Jane wanted to do something truly useful today. Scour the woods around the accident site again. Knock on doors. Go on TV with a plea. Something. “You can stay with me today, Alexis,” she offered instead.
Her niece sobbed wildly. “I want to go with Daddy!”
He rose abruptly, pulled her arms from around him and almost ran from the room.
Alexis dropped to the floor and began to drum her heels while she cried. Wow. Jane hadn’t ever seen a kid actually do that. She knew how her father would have reacted if she or Lissa had ever tried it.
Jane looked after Drew, wanting to follow him, but what he needed most from her was for her to take care of Alexis.
Which did not necessarily mean rewarding a temper tantrum with sympathy, no matter how well Jane understood a little girl’s terror and need to cling to her one remaining parent.

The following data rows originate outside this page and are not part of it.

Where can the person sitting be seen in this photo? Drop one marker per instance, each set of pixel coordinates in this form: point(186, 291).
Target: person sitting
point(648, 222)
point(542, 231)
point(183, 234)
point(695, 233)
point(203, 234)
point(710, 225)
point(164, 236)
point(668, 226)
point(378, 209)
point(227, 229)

The two waffles in the toaster popped up, and Jane hadn’t even taken a bite of her first one. She had an attack of guilt for being such a pig. Poor Drew probably hadn’t had a bite, and here she was wanting to stuff her face to make up for missing dinner.
“I’m going to eat your waffle, too, if you don’t want it,” she said, pitching her voice above the wails.
Alexis cried harder.
Jane sat down, staring at her breakfast and discovering suddenly that her stomach was churning. Sighing, she pushed the plate away and stood, going to Alexis and picking her up.
* * *
DÉJÀ VU.
With no windows in the small room where Clay assumed family members were brought when the news wasn’t good, day could just as well be night. He had used this same room to interview Drew yesterday evening. Now they were at it again.
Seeing his ravaged face, Clay felt some sympathy for the guy. But not so much that he wasn’t going to push today, and push hard. Clay couldn’t get the missing little girl out of his mind. If Drew Wilson had a secret, he was, by God, going to spill it.
“Let’s talk again about what your wife said before she left. Had she told you in advance that she needed to do an errand? Say, the evening before, or that morning?”
The chair scraped as Drew lurched back. “I’ve told you and told you!”
“Tell me again.”
“No! Why would she give me a lot of notice that, oh, gee, she needed some hair gel and tampons and she was going to run to the pharmacy?”
“Is that what she said she needed?” Clay asked thoughtfully. “Was it that time of month for her?”
The other man let out a hoarse sound. “How would I know? She didn’t say, I didn’t ask. We didn’t—”
Clay watched for every twitch on that face. “Did you sleep together the night before?”
“Yes!” A flush spread on his cheeks. “We just didn’t—”
Was the embarrassment because this guy was too repressed to talk about sex, or had he and his wife not had sex in so long, he’d lost track of anything like monthly cycles? If it was the second, that had a whole lot to say about the state of the marriage.
Clay made a point of relaxing in his chair, letting that subject go, if only temporarily. “Okay. So when did she tell you she needed to run an errand?”
“Five minutes before she went.” A nerve twitched beside his eye. “Longer than that, I guess,” he said reluctantly. “She and Bree went at it for a while.”
Clay walked him through the scene. Melissa had already had her purse over her shoulder and her keys in her hand when she announced that she was going out for a few things. Drew had asked where. Rite Aid, she said. Had she asked if he needed anything? Drew claimed not to remember, which meant no. He’d been the one to say, “Will you buy me some athlete’s foot powder?” Right after that discussion, their daughter had pounced. She wanted to go. Mom said no. Bree pleaded. Drew had finally asked his wife why she couldn’t take Bree since it was just a short errand. Clay saw the way his face tightened. His answers became more and more terse. Something about that squabble had bothered Drew, or the whole thing had blown up into a major fight. But the more Clay drilled, the more evasive Drew got.
Clay circled back with more questions about the guy’s job hunt, his wife’s job, how she felt about the possibility of selling their home and moving. Had all this created some tension in the marriage?